[SOLVED] How do I download txt web content using Perl

How do I download txt web content using Perl

I am trying to download data from this data page. I have tried a number of scripts I googled. On the data page I have to select the countries I want, one at a time. The one script which gets close to what I want is:

#!/usr/bin/perl
use strict;
use warnings;
use LWP::Simple;

my $url = 'https://www.ogimet.com/ultimos_synops2.php?lang=en&estado=Zamb&fmt=txt&Send=Send';
my $file = 'Zamb.txt';
getstore($url, $file);

However this script gives me the page, not the data. Is it possible to download the data? I would also be open to doing it in PHP.

Solution

The link returns text wrapped in HTML. Simplest approach would be to use HTML::FormatText and HTML::Parse to get the text only version.

#!/usr/bin/perl

use strict;
use warnings;

use HTML::TreeBuilder;
use HTML::FormatText;


my $url = 'https://www.ogimet.com/ultimos_synops2.php?lang=en&estado=Zamb&fmt=txt&Send=Send';
my $text = HTML::FormatText->new(leftmargin=>0, rightmargin=>100000000000)->format(HTML::TreeBuilder->new_from_url($url));

my $file = 'Zamb.txt';
open (my $fh, '>', $file);
print $fh $text;
close ($fh);

HTML::TreeBuilder->new_from_url($url) - download and parse the html
HTML::FormatText->new(leftmargin=>0, rightmargin=>100000000000) - intialize the html format - set the right margin to a big value to prevent wrapping

This is the content of Zamb.txt afterwards.

 $ cat Zamb.txt
##########################################################
# Query made at 02/29/2020 18:15:54 UTC
##########################################################

##########################################################
# latest SYNOP reports from Zambia before 02/29/2020 18:15:54 UTC
##########################################################
202002291200 AAXX 29124 67855 42775 51401 10310 20168 3//// 48/// 85201
                   333 5//// 85850 83080=

My php fu isn't up to date, but for PHP, I think you can use the following:

<?php
$url = 'https://www.ogimet.com/ultimos_synops2.php?lang=en&estado=Zamb&fmt=txt&Send=Send';
$content = strip_tags(file_get_contents($url));
echo substr($content, strpos($content, '###############'));

Note: I seem to recall that there are some configuration options that might disable fetching URL via file_get_contents so YMMV.
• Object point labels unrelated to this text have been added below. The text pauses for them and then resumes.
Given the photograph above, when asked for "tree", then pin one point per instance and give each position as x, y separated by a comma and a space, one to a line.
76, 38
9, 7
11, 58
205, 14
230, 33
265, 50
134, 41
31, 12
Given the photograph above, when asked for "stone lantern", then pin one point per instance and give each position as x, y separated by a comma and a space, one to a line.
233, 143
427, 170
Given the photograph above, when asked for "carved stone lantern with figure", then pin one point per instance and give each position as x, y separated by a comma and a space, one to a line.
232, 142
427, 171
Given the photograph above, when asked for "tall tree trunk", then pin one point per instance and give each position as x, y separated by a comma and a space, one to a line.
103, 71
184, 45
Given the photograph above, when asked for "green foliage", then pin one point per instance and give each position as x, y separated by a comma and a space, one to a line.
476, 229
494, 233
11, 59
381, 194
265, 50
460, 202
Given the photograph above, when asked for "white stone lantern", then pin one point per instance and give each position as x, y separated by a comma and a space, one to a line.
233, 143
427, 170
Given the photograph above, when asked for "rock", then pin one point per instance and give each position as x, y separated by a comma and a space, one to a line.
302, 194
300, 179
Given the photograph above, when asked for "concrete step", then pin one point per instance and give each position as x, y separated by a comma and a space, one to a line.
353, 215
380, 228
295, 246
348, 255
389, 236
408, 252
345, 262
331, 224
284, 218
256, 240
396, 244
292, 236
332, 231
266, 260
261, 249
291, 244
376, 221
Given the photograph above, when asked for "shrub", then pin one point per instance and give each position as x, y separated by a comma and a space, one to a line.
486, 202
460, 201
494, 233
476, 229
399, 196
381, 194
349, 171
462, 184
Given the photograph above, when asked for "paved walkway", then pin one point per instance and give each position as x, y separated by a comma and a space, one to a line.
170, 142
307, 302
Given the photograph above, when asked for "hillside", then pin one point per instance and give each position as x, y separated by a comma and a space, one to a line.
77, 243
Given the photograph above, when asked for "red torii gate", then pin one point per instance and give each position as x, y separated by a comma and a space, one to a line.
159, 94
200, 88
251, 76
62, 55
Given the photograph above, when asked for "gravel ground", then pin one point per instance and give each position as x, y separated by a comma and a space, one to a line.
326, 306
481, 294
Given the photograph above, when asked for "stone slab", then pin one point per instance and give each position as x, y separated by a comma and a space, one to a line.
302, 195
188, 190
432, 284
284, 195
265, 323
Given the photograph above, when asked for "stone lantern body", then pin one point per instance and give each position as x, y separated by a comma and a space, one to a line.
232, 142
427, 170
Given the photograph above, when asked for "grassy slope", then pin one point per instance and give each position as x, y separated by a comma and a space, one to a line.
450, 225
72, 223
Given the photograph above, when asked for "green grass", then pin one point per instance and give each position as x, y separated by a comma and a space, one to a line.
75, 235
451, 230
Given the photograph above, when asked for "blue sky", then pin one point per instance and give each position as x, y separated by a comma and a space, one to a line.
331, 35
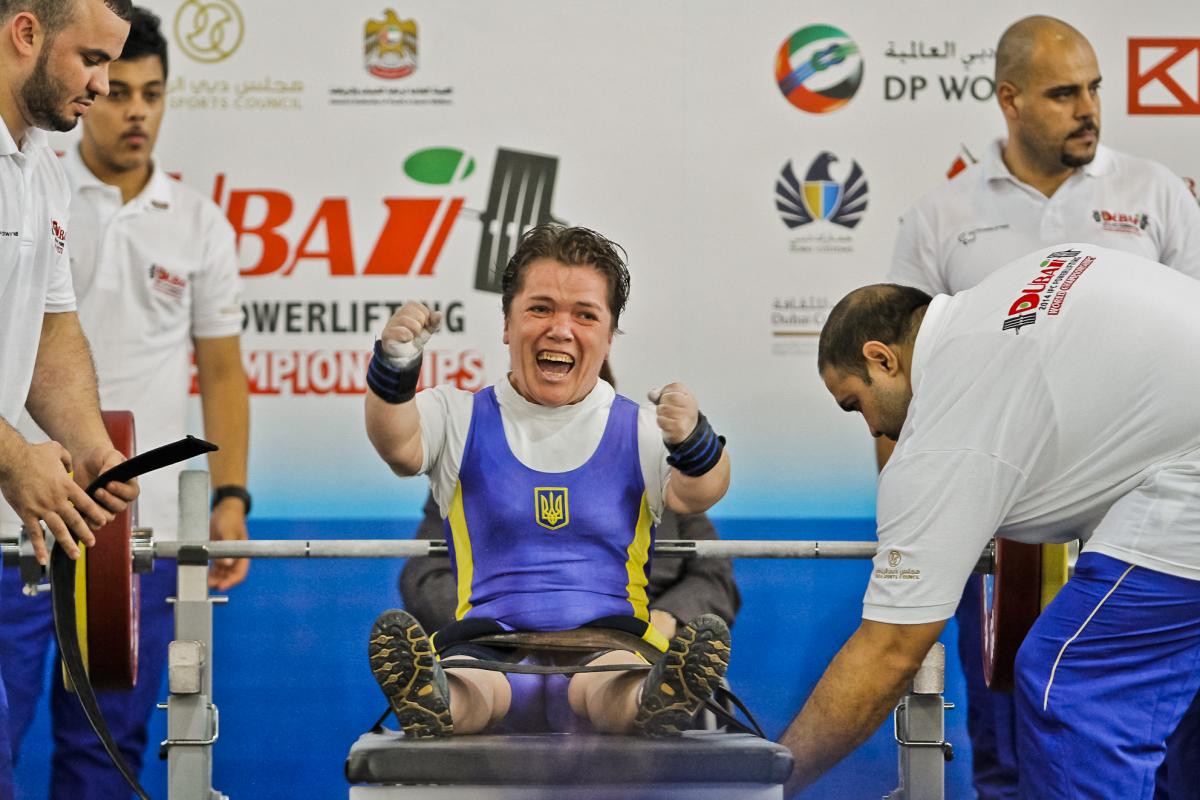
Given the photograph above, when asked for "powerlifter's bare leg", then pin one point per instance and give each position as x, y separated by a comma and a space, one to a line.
663, 702
478, 697
607, 699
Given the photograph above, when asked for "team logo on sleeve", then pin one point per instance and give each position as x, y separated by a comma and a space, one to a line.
59, 234
551, 509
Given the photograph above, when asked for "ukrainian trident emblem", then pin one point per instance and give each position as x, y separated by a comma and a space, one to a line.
551, 507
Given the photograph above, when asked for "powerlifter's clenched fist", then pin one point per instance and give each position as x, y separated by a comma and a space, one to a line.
407, 331
677, 411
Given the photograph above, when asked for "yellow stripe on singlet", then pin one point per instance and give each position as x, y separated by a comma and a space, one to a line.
465, 566
639, 553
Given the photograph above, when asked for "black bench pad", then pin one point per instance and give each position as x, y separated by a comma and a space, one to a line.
552, 758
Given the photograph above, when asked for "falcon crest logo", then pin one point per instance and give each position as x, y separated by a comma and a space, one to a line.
819, 196
551, 507
389, 46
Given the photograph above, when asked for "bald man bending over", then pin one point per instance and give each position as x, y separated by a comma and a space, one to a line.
1049, 180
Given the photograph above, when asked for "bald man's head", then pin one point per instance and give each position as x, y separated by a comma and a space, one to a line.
1029, 38
1048, 86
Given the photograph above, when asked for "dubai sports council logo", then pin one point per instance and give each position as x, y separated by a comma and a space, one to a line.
819, 196
819, 68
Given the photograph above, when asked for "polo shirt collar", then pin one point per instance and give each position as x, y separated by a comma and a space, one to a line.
156, 191
34, 138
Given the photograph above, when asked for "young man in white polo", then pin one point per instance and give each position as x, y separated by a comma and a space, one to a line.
156, 274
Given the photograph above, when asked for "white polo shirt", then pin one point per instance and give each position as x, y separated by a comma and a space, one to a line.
954, 236
1031, 417
150, 275
34, 274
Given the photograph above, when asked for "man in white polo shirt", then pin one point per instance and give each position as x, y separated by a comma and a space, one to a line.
54, 60
1021, 407
1049, 180
155, 272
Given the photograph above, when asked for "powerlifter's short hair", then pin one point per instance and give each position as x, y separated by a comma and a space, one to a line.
574, 247
881, 312
57, 14
145, 38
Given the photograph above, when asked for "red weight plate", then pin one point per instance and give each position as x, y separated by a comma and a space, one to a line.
1011, 602
113, 588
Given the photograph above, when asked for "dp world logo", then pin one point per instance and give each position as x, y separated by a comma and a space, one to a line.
209, 30
819, 68
819, 196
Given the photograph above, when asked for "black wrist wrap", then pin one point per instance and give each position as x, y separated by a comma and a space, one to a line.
391, 384
699, 452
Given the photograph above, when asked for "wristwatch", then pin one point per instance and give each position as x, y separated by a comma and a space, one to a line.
231, 491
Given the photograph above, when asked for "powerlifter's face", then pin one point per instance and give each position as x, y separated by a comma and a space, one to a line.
558, 331
1056, 114
883, 402
120, 131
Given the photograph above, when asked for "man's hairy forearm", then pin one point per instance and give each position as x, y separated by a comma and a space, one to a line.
63, 397
855, 696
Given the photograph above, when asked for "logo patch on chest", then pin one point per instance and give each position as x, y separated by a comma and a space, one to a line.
167, 282
59, 235
551, 509
1121, 223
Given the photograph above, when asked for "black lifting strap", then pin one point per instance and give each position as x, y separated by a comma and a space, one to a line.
537, 669
63, 584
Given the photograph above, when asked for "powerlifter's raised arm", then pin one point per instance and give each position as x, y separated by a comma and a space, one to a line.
394, 423
700, 467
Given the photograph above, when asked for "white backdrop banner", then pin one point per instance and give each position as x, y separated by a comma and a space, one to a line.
754, 161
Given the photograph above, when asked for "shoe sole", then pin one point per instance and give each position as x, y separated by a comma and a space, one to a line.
691, 669
403, 663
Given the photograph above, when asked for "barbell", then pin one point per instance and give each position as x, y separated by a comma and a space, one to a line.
1020, 578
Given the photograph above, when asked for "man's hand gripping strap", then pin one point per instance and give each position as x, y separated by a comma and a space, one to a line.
63, 594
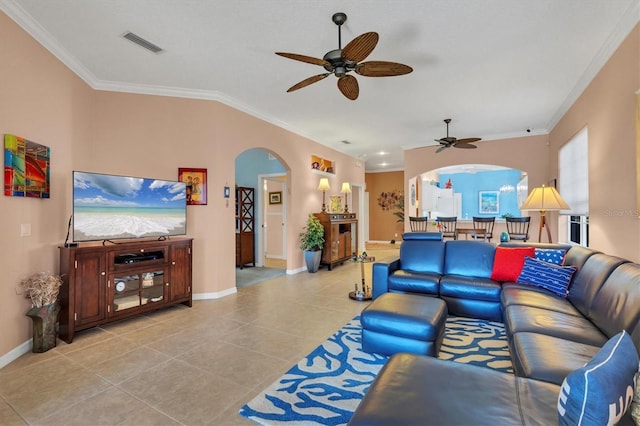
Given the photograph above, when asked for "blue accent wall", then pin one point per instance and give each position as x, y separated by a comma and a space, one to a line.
254, 162
470, 184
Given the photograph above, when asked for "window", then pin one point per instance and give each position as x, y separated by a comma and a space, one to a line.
573, 177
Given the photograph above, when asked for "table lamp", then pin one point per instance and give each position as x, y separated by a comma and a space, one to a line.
346, 189
544, 199
323, 186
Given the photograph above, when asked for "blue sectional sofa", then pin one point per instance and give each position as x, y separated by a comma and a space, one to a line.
549, 336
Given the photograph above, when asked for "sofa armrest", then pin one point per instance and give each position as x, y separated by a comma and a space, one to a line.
380, 276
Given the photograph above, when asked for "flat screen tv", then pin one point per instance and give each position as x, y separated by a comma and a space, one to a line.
110, 207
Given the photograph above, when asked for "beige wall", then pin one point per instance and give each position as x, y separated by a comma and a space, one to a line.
383, 224
43, 102
607, 109
134, 135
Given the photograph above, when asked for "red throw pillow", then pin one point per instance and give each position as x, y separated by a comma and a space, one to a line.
508, 262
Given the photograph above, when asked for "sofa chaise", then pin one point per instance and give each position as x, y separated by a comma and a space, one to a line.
550, 333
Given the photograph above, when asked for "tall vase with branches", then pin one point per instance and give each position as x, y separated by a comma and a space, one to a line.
42, 289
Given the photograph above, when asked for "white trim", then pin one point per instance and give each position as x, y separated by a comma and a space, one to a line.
16, 353
216, 295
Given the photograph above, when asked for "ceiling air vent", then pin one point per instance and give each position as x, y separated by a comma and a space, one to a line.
142, 42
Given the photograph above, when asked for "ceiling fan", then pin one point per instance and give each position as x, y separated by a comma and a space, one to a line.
342, 61
450, 141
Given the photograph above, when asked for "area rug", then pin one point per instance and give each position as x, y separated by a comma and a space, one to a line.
327, 385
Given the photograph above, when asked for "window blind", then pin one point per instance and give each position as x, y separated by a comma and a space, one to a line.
573, 174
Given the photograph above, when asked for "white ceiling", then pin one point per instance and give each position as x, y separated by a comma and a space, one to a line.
496, 67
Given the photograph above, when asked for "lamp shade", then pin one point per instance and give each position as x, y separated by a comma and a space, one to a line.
324, 184
544, 198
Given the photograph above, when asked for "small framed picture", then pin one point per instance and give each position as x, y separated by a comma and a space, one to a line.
489, 202
336, 204
275, 197
196, 180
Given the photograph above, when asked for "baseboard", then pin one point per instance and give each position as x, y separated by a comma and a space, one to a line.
216, 295
16, 353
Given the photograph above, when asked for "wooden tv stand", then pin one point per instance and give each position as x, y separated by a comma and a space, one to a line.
105, 283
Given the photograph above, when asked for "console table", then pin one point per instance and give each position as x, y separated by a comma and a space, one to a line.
340, 237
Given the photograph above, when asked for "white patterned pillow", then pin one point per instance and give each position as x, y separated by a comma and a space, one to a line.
635, 405
600, 392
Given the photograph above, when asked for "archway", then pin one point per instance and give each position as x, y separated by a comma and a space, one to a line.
462, 190
261, 173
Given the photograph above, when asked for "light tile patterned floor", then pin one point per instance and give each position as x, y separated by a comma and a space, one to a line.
191, 366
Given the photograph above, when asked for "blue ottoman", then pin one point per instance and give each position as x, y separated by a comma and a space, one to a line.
397, 322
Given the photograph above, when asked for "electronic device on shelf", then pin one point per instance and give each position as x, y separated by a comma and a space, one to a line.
126, 258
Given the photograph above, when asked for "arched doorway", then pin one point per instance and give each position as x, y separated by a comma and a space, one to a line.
260, 173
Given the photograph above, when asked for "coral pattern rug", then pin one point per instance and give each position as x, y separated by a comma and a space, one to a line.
327, 385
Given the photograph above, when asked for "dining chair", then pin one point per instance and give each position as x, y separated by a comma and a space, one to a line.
518, 228
448, 227
486, 224
418, 223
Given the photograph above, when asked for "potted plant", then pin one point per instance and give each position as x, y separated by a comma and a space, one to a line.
311, 242
42, 289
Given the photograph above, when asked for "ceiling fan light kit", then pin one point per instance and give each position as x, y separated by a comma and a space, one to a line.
450, 141
340, 62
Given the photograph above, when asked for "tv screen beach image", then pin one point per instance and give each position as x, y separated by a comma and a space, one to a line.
109, 207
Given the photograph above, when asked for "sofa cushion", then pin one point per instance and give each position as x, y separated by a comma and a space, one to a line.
617, 305
425, 256
555, 256
469, 258
547, 358
516, 294
518, 318
403, 281
602, 390
589, 278
508, 262
418, 390
546, 275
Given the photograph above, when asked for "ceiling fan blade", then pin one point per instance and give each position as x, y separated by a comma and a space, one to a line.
360, 47
308, 81
303, 58
382, 69
348, 85
464, 145
468, 140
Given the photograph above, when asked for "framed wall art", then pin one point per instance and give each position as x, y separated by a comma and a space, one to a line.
26, 168
489, 202
275, 197
196, 180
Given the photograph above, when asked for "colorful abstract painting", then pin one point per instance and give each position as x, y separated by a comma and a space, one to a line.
26, 168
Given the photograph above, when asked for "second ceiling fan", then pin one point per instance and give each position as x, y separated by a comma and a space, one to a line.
450, 141
342, 61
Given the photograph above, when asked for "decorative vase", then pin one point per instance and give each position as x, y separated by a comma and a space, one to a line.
312, 259
45, 326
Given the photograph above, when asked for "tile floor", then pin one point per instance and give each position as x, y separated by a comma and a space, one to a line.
190, 366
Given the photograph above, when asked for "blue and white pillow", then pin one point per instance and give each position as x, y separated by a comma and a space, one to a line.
555, 256
600, 392
546, 275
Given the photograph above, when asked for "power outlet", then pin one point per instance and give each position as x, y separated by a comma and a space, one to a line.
25, 229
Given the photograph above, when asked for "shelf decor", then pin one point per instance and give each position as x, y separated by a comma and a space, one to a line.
275, 197
26, 168
489, 202
322, 165
196, 180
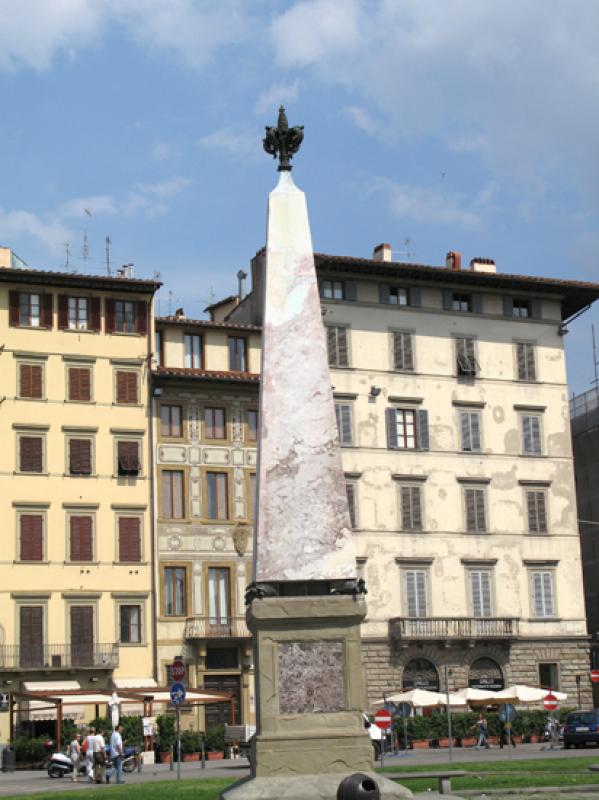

However, the same page there is a note:

NOTE: If you want to get simply files with synop reports in CSV format without HTML tags consider to use the binary getsynop

This would get you the same data in a easy to use format:

$ wget "https://www.ogimet.com/cgi-bin/getsynop?begin=$(date +%Y%m%d0000)&state=Zambia" -o /dev/null -O - | tail -1
67855,2020,02,29,12,00,AAXX 29124 67855 42775 51401 10310 20168 3//// 48/// 85201 333 5//// 85850 83080=